Paper
1 April 2014 The regulatory switch of F1-ATPase studied by single-molecule FRET in the ABEL trap
Samuel D. Bockenhauer, Thomas M. Duncan, W. E. Moerner, Michael Börsch
Author Affiliations +
Abstract
F1-ATPase is the soluble portion of the membrane-embedded enzyme FoF1-ATP synthase that catalyzes the production of adenosine triphosphate in eukaryotic and eubacterial cells.
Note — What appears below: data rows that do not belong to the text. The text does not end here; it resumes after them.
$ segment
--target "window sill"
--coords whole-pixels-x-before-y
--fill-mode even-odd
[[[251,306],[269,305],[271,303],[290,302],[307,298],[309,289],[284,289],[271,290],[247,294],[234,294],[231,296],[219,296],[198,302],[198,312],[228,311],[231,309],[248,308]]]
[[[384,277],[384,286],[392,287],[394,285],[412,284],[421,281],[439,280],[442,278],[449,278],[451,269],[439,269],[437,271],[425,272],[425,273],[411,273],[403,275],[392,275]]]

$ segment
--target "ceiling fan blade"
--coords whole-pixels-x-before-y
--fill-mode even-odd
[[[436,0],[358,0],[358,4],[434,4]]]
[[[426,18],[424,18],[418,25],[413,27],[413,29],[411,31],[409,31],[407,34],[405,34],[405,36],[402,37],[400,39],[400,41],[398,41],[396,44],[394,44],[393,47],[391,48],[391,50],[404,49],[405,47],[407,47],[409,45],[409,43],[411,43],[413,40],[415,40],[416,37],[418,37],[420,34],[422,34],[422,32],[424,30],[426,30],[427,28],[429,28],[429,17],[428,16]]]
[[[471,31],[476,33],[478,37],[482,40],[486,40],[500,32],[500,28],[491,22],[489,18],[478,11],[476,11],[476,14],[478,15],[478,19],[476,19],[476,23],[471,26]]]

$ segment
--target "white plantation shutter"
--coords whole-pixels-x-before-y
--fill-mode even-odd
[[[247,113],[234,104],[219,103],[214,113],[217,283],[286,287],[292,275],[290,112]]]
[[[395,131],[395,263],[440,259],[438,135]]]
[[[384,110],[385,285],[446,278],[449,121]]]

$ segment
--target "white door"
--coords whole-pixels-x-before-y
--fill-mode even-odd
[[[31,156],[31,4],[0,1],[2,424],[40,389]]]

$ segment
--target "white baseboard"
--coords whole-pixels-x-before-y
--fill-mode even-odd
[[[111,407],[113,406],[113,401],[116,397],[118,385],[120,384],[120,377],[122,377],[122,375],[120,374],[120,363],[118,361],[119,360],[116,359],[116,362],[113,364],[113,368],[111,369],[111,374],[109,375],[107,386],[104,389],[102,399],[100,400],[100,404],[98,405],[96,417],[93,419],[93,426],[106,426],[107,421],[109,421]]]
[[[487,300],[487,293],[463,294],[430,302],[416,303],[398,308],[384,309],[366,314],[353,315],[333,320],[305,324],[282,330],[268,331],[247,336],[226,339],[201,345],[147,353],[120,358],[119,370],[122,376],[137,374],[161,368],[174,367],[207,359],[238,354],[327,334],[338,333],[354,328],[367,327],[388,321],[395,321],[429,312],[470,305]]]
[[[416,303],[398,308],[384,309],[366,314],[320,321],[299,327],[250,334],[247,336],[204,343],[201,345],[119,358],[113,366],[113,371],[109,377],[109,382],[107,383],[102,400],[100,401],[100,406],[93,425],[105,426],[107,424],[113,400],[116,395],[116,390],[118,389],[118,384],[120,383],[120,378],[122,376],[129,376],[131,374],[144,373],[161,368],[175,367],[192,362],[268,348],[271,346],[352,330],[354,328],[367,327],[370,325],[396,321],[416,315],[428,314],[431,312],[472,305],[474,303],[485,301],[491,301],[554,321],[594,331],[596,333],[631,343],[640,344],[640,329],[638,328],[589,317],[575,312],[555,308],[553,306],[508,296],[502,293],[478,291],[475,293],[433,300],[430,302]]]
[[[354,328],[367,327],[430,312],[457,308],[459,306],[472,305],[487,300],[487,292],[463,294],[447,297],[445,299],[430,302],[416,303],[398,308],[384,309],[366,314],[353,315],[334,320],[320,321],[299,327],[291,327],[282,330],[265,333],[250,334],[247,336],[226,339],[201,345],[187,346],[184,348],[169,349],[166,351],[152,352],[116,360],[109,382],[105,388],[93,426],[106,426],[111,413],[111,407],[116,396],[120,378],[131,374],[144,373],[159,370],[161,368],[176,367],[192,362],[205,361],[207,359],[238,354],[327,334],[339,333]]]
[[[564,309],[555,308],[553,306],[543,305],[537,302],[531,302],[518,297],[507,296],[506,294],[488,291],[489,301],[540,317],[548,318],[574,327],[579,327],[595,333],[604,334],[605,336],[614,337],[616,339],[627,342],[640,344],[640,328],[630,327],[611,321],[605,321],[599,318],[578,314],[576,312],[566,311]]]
In reverse, the F1 part can also hydrolyze ATP quickly at three catalytic binding sites. Therefore, catalysis of 'non-productive' ATP hydrolysis by F1 (or FoF1) must be minimized in the cell. In bacteria, the ε subunit is thought to control and block ATP hydrolysis by mechanically inserting its C-terminus into the rotary motor region of F1. We investigate this proposed mechanism by labeling F1 specifically with two fluorophores to monitor the C-terminus of the ε subunit by Förster resonance energy transfer. Single F1 molecules are trapped in solution by an Anti-Brownian electrokinetic trap which keeps the FRET-labeled F1 in place for extended observation times of several hundreds of milliseconds, limited by photobleaching. FRET changes in single F1 and FRET histograms for different biochemical conditions are compared to evaluate the proposed regulatory mechanism.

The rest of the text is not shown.